So, yesterday was a good day. We went to a friend's college graduation and out to supper to celebrate him. My family is very blessed to have such great friends.
By the time we got out of the graduation and to Outback I was STARVING! I ordered what I thought was a good healthy meal. (grilled salmon & steamed broccoli) The broccoli was full of butter. I guess that's why they told me to make sure I know how it's cooked. So I messed up on that one.

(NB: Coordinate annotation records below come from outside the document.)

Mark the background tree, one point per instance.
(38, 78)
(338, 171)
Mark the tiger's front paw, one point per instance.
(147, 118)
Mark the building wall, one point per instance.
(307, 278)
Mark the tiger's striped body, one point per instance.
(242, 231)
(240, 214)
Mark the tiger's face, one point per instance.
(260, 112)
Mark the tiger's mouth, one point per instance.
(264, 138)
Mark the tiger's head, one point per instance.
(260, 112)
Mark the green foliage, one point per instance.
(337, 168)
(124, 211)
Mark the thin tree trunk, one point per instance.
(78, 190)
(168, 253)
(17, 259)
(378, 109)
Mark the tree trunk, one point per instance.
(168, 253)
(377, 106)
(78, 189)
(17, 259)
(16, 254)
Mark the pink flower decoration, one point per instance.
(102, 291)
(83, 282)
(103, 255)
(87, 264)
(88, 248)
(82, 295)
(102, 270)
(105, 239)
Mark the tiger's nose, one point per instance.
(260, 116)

I still fell like nothing is happening on the weight loss front. I am holding steady at 258-260lbs. I have been trying to eat really well, but I feel like I am ready for a "fill" and I still have four weeks to go. I am so scared I am going to mess up because I don't have any restriction at all. My husband continues to root me on and motivates and encourages me. I am lucky to have him! I didn't get any exercise in yesterday as I left home at 7am to head to work and didn't walk back in the door until almost 10:30pm last night. Am I the only one who feels like I may have made a mistake getting banded? Don't get me wrong, I am very excited about my new life and I am making changes for the better everyday. But, I feel like even though I am 36lbs down since January, I am getting nowhere in the big scheme of it all and I am afraid of failing at this. I realize it's not going to happen overnight, but I feel like I should be further along than I am. I am only 10lbs doen since surgery on April 9, 2012. I am just a little discouraged. I think I will feel better when I finally get a "fill".
Well, I'm done with my pity party, now I feel better. Off to have a WONDERFUL WEDNESDAY!!! Hope you all do the same!